= European Optical Society =

Scientific organisation

The European Optical Society (EOS) is a European organisation for the development of the science of optics, founded in 1991. Membership is open to national optical societies, individuals, companies, organisations, educational institutions, and learned and professional societies. EOS runs international conferences, lobbies for optical science at European level, offers a focus for collecting and disseminating knowledge in the field, and publishes the online Journal of the European Optical Society: Rapid Publications (JEOS:RP).

== History ==
Optics in Europe was represented by the European Optical Committee (EOC) until 1984, when the EOC joined the European Physical Society (EPS) to create an Optics Division. Two years later the national optical societies of several European countries founded the European Federation for Applied Optics – Europtica – which was officially registered in Paris in 1987. In December 1986 a Memorandum of Understanding (MOU) was signed between EPS (the legal representative of the Optics Division), Europtica, and SPIE, in which the three parties agreed to organise jointly one major annual optics meeting in Europe. This MOU initiated the ECO series of meetings, which were managed by the French organisation Europtica Services International Communications. The experience with these conferences demonstrated the need for effective organisation of optical activities in Europe.

In view of this need, the Board of the Optics Division of EPS unanimously voted in March 1990 to open negotiations with Europtica in order to found the European Optical Society (EOS). EOS was founded on 24 May 1991.

== Aims and mission ==
In the view of the society, optics as a science, technology, and base for industry, consumer goods, and health care makes a significant contribution to society and has a great potential for further development. The purpose of the society is to contribute to progress in optics and related sciences, and to promote their applications at the European and international levels, by bringing together individuals and legal entities involved in these disciplines and their applications.

The EOS serves as the joint forum for all individuals, companies, organisations, educational institutions, and learned and professional societies, who recognise the opportunity and challenge that a common European base provides for the development of optics in its broadest sense.

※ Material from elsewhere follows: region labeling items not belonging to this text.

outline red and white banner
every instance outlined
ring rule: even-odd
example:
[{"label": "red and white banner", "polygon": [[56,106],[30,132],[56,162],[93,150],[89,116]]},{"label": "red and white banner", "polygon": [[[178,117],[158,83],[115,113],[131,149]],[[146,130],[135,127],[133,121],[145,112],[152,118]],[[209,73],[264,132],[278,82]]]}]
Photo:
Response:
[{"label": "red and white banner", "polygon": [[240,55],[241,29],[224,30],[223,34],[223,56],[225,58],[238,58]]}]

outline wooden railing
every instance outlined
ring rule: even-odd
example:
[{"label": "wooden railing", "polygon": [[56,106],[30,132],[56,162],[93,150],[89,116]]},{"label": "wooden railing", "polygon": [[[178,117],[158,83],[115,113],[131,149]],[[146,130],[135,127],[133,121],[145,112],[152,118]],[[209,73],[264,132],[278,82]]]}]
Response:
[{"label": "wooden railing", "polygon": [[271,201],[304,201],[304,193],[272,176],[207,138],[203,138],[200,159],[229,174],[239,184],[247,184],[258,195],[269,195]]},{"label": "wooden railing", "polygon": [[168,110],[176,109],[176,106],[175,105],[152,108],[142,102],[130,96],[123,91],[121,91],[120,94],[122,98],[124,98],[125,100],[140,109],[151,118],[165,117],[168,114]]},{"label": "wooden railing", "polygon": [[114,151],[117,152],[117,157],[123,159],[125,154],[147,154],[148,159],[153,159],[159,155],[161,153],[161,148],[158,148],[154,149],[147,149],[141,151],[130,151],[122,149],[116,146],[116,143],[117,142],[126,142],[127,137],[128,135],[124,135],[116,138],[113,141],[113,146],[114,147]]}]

With the support of the national optical societies of many European countries, EOS seeks to provide a powerful joint representation for optics in Europe.

===Promotion of optics===
The EOS works to promote optics and related sciences in cooperation with industry and research by establishing a joint information platform, and by forming a national, European and international lobby for optics as the enabling technology of the 21st century, including seeking to influence European R&D policy. It coordinates optics conferences and publications in Europe; supports the dissemination of knowledge about the use and value of optics and related sciences to the general public, industry, media, and on the political level; and acts as the forum for the European professional and learned societies for the collection and dissemination of information, for the coordination of policies, and for joint ventures.

===Enhancing professional status===
The EOS works to enhance the professional standing of individuals working in optics. It fosters the exchange of students and professionals, and promotes employment in optics throughout Europe. It promotes European educational standards in optics in education, training, and examination at all levels.

== Main activities ==
The EOS organises topical meetings, workshops and conferences, and endorsement of other scientific events, and runs focus groups for various application fields. It publishes the electronic journal JEOS:RP, and other electronic and printed newsletters, as well as offering a virtual platform for the European optics and photonics community on its website. It represents the optics and photonics community on the European-level technology platform Photonics21. Finally, it awards the annual EOS Prize and the ‘EOS Early Career Awards’ for young photonics innovators.

== Membership ==
The EOS today has more than 4,500 societal, corporate, individual, associate and student members from all over Europe and
worldwide.

===Modes of membership===
- Societal membership (national optical societies)
- Individual membership, directly or through an EOS Branch
- Student membership
- Associate membership through an EOS-affiliated society
- Corporate membership, directly or through an EOS Branch or an EOS-affiliated society

===Societal members===
17 national optical societies are members: 9 are EOS Branches, and 8 are EOS Affiliated Societies.

EOS Branches include DGaO (Germany), Photonics Finland (Finland), SFO (France), IOP Optical Group (UK and Ireland), SSOM (Switzerland), PhotonicSweden (Sweden), SIOF (Italy), HOS (Hungary), and LOS (Latvia).

EOS Affiliated Societies include NFS (Norway), PromOptica (Belgium), SEDOPTICA (Spain), SPOF (Portugal), PPS-OD (Poland), CSSF (Czech Republic and Slovakia), WLT (Germany), and USPAO (Ukraine).

===Corporate members===
9 companies are corporate members of the EOS.

== Publications ==
The EOS publishes the Journal of the European Optical Society–Rapid Publications (JEOS–RP), covering a wide range of research and education in optics and photonics.